In tutto ciò ho letto pochissimo. Che vergogna, ma prendere un libro richiede tempo e non sempre lo si ha, non sono cose da prendere e lasciare con leggerezza. In questa lunga assenza ho letto qualcosina ovviamente, tra cui un libro dedicato a Procida, l'isola dove abito. Scritto da un'isola è stata organizzata una piccola presentazione e io ho scritto un mio pensiero da dedicare all'autore.
Non è un romanzo, non è un saggio e non un libro di genere, ma mi piaceva l'idea di condividere con voi anche questo. Farvi conoscere un po' quell'isola dove sono cresciuta, che molto conoscono solo come luogo di villeggiatura, ma che per i procidani è altro e non solo questo.
Spero che vi piaccia. E chissà che forse vi incuriosisca e vi faccia venire a visitare Procida.
Per il resto proposito di Natale: scrivere di più!

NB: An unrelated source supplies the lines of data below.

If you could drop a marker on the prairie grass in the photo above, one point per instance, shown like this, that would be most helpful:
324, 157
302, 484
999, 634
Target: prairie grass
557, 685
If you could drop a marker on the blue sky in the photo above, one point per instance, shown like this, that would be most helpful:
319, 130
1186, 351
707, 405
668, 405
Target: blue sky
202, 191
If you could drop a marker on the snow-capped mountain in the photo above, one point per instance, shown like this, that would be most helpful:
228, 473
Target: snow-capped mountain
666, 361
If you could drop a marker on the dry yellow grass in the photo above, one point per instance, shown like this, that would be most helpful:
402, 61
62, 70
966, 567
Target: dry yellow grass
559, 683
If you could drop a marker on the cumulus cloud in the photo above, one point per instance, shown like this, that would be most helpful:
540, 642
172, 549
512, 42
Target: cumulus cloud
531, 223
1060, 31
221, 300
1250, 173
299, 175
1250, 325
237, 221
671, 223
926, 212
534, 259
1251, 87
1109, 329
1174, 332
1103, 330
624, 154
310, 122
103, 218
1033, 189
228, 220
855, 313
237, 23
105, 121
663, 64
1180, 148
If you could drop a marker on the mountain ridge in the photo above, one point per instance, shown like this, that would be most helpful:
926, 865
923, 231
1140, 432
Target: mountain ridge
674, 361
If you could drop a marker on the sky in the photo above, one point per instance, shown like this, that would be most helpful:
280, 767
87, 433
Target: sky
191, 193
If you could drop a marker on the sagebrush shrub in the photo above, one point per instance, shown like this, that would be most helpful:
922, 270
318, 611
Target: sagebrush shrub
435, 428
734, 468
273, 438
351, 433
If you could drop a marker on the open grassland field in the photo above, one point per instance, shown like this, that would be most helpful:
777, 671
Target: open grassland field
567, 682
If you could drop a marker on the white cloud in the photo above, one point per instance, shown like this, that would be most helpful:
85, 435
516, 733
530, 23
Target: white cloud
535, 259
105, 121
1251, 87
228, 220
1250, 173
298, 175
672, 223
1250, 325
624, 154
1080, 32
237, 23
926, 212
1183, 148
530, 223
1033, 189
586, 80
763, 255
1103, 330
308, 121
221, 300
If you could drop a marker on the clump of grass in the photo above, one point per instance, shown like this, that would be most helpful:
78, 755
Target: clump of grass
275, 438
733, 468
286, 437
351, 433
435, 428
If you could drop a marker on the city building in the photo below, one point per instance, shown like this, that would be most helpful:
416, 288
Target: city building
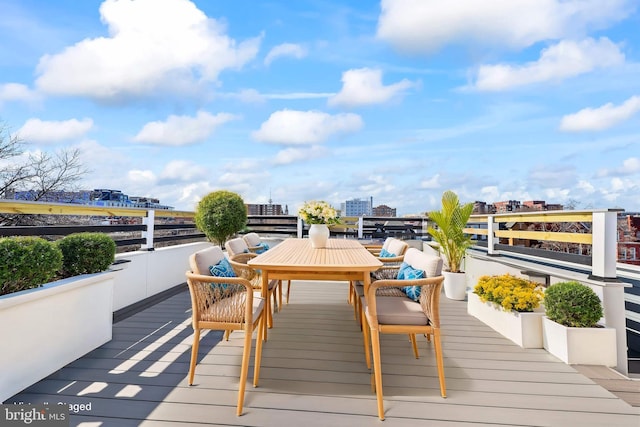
384, 210
358, 207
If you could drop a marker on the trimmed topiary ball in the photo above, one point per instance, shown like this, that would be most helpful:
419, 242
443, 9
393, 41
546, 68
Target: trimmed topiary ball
572, 304
86, 253
220, 215
27, 262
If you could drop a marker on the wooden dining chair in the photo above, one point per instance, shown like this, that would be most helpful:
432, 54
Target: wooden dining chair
241, 269
226, 304
391, 254
394, 315
256, 245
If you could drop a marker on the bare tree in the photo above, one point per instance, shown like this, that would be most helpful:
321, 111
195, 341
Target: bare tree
40, 172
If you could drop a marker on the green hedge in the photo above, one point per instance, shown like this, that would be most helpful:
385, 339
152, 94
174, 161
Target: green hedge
86, 253
27, 262
572, 304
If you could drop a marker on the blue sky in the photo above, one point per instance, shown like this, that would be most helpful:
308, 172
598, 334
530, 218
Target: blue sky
333, 100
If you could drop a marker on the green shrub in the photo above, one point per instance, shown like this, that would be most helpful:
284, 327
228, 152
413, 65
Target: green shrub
510, 292
86, 253
27, 262
572, 304
220, 215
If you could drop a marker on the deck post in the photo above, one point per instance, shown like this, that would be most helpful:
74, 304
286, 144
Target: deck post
604, 240
149, 221
491, 240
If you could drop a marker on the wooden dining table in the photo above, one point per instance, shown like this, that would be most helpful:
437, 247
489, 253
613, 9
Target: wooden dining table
295, 259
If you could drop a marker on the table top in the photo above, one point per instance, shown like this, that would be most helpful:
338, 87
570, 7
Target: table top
339, 255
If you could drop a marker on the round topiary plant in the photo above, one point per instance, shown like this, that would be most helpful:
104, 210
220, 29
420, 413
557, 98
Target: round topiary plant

Il Guizzo del Capodoglio - Un popolo nel mare
di Giulio Badalucci
Possiamo scegliere di leggere un libro per tante ragioni:
noia, voglia di conoscenza, voler passare qualche pomeriggio in compagnia di
personaggi inventati. Alla fine della lettura avremo occupato il nostro tempo,
avremo passato dei pomeriggi piacevoli e riporremo il nostro libro, forse senza
neanche ricordare perché l’avevamo iniziato. Ritengo che però iniziare a leggere
un libro per ricordare sia forse la scelta migliore, per poter assaporare
attraverso la lettura quello che purtroppo è scomparso dalla nostra vista ma è
vivo nei racconti dei più anziani, e alla fine di quella lettura sono sicuro
che non vorremo riporre il libro, perché non vorremo smettere di ricordare,
vorremo occupare tutti i nostri pomeriggi alla ricerca di quella memoria
perduta o dimenticata e riempire il vuoto causato dal tempo maligno.
Diceva Cicerone, uno dei più grandi oratori dell’Antichità
che “la memoria è tesoro e custode di tutte le cose”, ecco perché da quando l’uomo ne ha compreso
l’importanza ha sempre cercato un modo di mantenere vivo il ricordo. Prima
della nascita della scrittura, era la parola l’unica arte che l’uomo aveva a
disposizione, per questo ci si sedeva intorno al fuoco ad ascoltare affascinati
i più anziani, cercando di carpire la saggezza e l’esperienza nascosta tra i
fili bianchi dei loro capelli o nei meandri della loro mente.
Anche se ora il progresso ci allontana da tutto ciò, è lì
che l’uomo tenta o dovrebbe tentare di ritornare, a quel unica e reale forma di
magia che l’umanità possiede: la memoria.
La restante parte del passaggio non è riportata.